Will bits be stored for science, or buried in the ground?

Will you be cremated, and scattered or interred? 

Have you written it down – or are your thoughts deferred?

How would you feel if upon your death, your sperm was extracted?

And a new life later, well past your death, was enacted?

Upon whom with these decisions, is your absolute reliance?

And can they be trusted to act with true compliance?

Have you thought about what you think should happen to your body after you die?
What about bits of your body?
What about genetic material no longer in your body?
Would you want a baby to be created with your genetic material after you have died?
If so – are there conditions on who can use it?
Would you consider that baby yours?
Sometimes we make these considerations whilst still alive, in regards to egg or sperm donation and surrogacy. Reproductive technologies have added a new layer to be considered when making decisions about ourselves.

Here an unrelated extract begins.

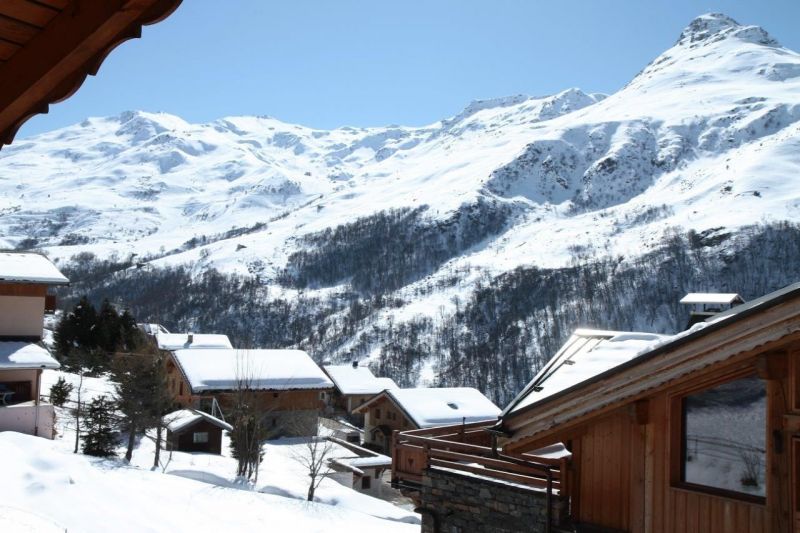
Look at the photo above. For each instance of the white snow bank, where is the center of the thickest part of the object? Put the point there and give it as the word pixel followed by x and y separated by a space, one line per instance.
pixel 19 355
pixel 81 494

A health care directive contains many decisions,  for various what ifs.   Including explicit instructions regarding what will happen with your remains, beyond burial vs cremation, is very helpful.   There are ethical considerations,  and if you do not express your decisions, others will be left to decide.

Organ harvesting (or recovery, if you prefer) to donate to another human, use in medical training, or for research purposes, can be unequivocally expressed. Likewise, you may like to include your feelings about extracting genetic material,  including sperm or  eggs to be used (or not) for life creating purposes.

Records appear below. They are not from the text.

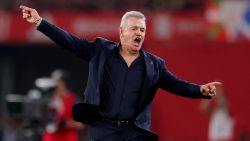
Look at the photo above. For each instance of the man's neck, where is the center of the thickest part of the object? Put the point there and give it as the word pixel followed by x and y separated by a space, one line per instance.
pixel 127 53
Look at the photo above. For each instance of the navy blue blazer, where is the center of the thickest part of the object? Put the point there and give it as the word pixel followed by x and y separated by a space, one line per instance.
pixel 96 52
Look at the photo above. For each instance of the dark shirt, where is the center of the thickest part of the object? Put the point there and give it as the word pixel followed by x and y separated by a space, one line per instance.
pixel 121 87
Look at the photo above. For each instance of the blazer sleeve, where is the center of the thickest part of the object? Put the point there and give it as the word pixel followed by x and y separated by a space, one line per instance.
pixel 79 47
pixel 173 84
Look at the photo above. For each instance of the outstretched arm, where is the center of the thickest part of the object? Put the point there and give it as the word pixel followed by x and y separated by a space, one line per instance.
pixel 173 84
pixel 79 47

There is also a need to consider what you want for any embryo you may have contributed to.   What will you do with those you don’t use…are they to be destroyed, donated to another family or to science…or something else?

What if you die with stored embryos?   Would you want your co-creator to use them?  Either in their own body if female or using a surrogate? 

At this point, with shared genetic combo, is the question really about what would the resulting person want?  


Leave no doubt about your decisions, whatever they may be.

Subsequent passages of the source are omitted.